Drop terms such as ISO and OHSAS and QMS and EMS and so on. Promote and advocate your organization's Business Management System. This is WHAT we do. This is HOW we do it. This is WHY we do it.
Too often I have seen organization's address ISO requirements in one system and have "other" requirements in another system. Why is this? What purpose does this serve? Why not simply have one system with one language with one common set of tools?
With my previous organization, we developed our Business Management System that incorporated the requirements of all Stakeholders - this included our parent company's needs, external certification requirements, our internal teams' necessities, etc.. Sure, we weren't perfect, but there was a sense of ownership from everyone that this was OUR system, developed BY us, FOR us.
Auditors - for ISO purposes and from our parent company - would come in and were continually impressed with the awareness and ownership that everyone had, from the person who swept the floor up to senior management.
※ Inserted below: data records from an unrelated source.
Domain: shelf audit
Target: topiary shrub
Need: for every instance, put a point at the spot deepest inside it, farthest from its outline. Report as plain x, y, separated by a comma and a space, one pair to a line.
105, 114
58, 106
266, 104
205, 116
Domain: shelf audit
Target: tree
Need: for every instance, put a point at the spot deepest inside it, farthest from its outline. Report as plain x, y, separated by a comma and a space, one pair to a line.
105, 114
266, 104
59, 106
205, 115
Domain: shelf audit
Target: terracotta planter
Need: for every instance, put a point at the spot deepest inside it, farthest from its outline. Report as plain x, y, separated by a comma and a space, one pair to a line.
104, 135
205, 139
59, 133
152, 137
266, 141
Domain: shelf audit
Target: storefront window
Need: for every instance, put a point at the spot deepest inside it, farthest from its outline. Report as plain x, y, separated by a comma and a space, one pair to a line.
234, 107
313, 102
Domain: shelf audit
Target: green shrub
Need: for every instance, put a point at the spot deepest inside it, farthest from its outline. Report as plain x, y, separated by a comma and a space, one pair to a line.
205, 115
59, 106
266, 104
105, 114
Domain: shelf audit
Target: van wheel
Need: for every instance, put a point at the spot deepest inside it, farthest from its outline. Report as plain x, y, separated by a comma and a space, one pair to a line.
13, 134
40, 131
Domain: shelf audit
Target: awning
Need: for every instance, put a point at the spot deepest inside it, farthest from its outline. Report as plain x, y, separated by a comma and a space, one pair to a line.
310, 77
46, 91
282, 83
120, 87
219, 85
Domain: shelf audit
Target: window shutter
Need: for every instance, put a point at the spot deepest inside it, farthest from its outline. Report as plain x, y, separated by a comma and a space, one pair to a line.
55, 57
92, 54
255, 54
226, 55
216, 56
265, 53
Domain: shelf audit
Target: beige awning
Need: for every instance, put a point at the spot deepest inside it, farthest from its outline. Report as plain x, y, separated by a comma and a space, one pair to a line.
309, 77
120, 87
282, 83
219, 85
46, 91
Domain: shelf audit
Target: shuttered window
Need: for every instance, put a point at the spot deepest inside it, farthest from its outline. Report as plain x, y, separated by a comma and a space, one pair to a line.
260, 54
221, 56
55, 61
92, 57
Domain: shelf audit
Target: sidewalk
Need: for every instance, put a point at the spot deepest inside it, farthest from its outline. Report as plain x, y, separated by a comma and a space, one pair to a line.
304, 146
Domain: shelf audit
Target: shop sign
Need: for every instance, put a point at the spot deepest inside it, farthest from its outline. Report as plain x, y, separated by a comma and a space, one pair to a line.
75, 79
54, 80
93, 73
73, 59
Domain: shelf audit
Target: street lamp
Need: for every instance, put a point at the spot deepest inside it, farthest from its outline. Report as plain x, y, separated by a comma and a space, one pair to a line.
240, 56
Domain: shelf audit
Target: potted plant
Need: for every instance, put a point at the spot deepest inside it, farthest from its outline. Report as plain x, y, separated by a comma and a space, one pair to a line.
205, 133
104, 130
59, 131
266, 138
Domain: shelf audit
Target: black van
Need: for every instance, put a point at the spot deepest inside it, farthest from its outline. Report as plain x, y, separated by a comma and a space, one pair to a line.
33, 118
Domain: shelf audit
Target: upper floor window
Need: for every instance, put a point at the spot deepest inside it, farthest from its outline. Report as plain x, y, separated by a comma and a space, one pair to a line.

In fact, the only failing we had was on understanding terms...we were one of the lowest scoring plants when it came to understanding what 5S was, yet we had one of the cleanest, most organized locations. We didn't preach 5S...we integrated the concepts into our daily routine. Think about it - at home, you put the forks back in the same spot in your utensil drawer. You don't call it 5S - you do it because it makes sense.
This was the approach we took with our Business Management System and the tools that supported it.